I am wondering if there are any similarites between DCAP and remote sensing in their funcionality or if they do totally different things.
thank you,
Rachel
These are completely different. DCAP is a control method while remote sensing is simply a way to regulate the output voltage more precisely by overcoming IR drops.
Did you have specific design requirements in mind?
Thank you for the reply Chris,
A customer is looking for a load step of 7.5A @ 20A/μS so correct me if I am wrong but the DCAP method helps to improve the load transient response? Are there any other chips that have fast load steps of that magnitude that don’t use any DCAP methods?
On the remote sensing side, can all DC/DC converters use remote sensing with some external circuitry i.e. op amp and resistors and caps, or would they have to have that functionality built into the chip?

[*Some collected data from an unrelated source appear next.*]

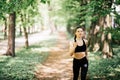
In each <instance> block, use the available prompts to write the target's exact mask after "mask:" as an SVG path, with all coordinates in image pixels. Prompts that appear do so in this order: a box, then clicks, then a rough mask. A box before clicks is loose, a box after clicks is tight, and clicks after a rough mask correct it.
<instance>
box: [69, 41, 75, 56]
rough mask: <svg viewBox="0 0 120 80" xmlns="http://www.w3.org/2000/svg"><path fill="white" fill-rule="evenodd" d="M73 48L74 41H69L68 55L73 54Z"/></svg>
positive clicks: (72, 55)
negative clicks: (73, 42)
mask: <svg viewBox="0 0 120 80" xmlns="http://www.w3.org/2000/svg"><path fill="white" fill-rule="evenodd" d="M75 48H76V46H75V43H73V42H70V45H69V54H70V56H73V54H74V52H75Z"/></svg>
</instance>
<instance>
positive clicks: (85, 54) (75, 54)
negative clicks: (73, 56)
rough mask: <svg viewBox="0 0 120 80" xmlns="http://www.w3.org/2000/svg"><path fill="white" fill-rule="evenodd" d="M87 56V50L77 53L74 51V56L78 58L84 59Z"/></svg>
mask: <svg viewBox="0 0 120 80" xmlns="http://www.w3.org/2000/svg"><path fill="white" fill-rule="evenodd" d="M85 56H86V54H85V52H76V53H74V58H76V59H82V58H83V57H85Z"/></svg>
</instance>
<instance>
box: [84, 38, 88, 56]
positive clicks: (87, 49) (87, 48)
mask: <svg viewBox="0 0 120 80" xmlns="http://www.w3.org/2000/svg"><path fill="white" fill-rule="evenodd" d="M84 41H85V44H86V51H85V54H86V57H87V56H88V41H87V40H86V39H84Z"/></svg>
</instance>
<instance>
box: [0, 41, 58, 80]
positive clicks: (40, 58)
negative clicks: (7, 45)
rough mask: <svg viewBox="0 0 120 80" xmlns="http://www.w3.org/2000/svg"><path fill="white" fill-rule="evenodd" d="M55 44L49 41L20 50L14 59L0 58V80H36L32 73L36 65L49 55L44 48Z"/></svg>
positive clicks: (34, 75)
mask: <svg viewBox="0 0 120 80" xmlns="http://www.w3.org/2000/svg"><path fill="white" fill-rule="evenodd" d="M55 43H56V41H53V39H50V40H46V41H44V42H40V43H37V44H36V45H32V46H30V48H28V49H25V48H22V49H21V50H19V51H17V52H16V55H17V56H16V57H14V58H13V57H9V56H0V80H37V79H36V78H35V73H34V72H35V68H36V64H40V63H42V62H44V61H45V60H46V59H47V57H48V55H49V53H48V51H47V50H46V48H48V47H49V46H51V45H54V44H55ZM42 49H44V50H42ZM45 50H46V51H45ZM43 51H44V52H43Z"/></svg>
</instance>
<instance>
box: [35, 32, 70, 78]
mask: <svg viewBox="0 0 120 80" xmlns="http://www.w3.org/2000/svg"><path fill="white" fill-rule="evenodd" d="M66 36H67V35H66V34H65V33H64V32H63V31H61V32H59V33H58V39H57V44H56V45H54V46H52V48H51V50H50V55H49V57H48V59H47V60H46V61H45V62H44V63H42V64H38V65H37V70H36V72H35V75H36V77H37V79H38V80H72V58H71V57H70V56H69V54H68V45H69V41H68V40H67V38H66Z"/></svg>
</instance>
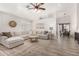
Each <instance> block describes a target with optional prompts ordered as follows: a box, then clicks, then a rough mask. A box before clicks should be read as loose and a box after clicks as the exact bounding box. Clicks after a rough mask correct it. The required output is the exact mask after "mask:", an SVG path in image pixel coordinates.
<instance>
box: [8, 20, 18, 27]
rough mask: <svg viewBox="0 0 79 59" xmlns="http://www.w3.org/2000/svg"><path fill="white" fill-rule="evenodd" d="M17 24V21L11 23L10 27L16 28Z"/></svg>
mask: <svg viewBox="0 0 79 59" xmlns="http://www.w3.org/2000/svg"><path fill="white" fill-rule="evenodd" d="M16 25H17V23H16V22H15V21H10V22H9V26H10V27H16Z"/></svg>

DCAP uses adaptive on time to adjust the output duty cycle on a pulse by pulse basis without the delay of a cmpensated error amplifier. 7.5 A @ 20 A / usec is a rather extreme load step requirement. Even an adaptive on time controller may require a fair amount of output capacitance to cope with that load step.
Most dc/dc converters do not have differential inputs for teh error amplifier to accomodate +sense and -sense connections. You can certainly build that circuit externally and generate a single ended output to the VSENSE input of the converter.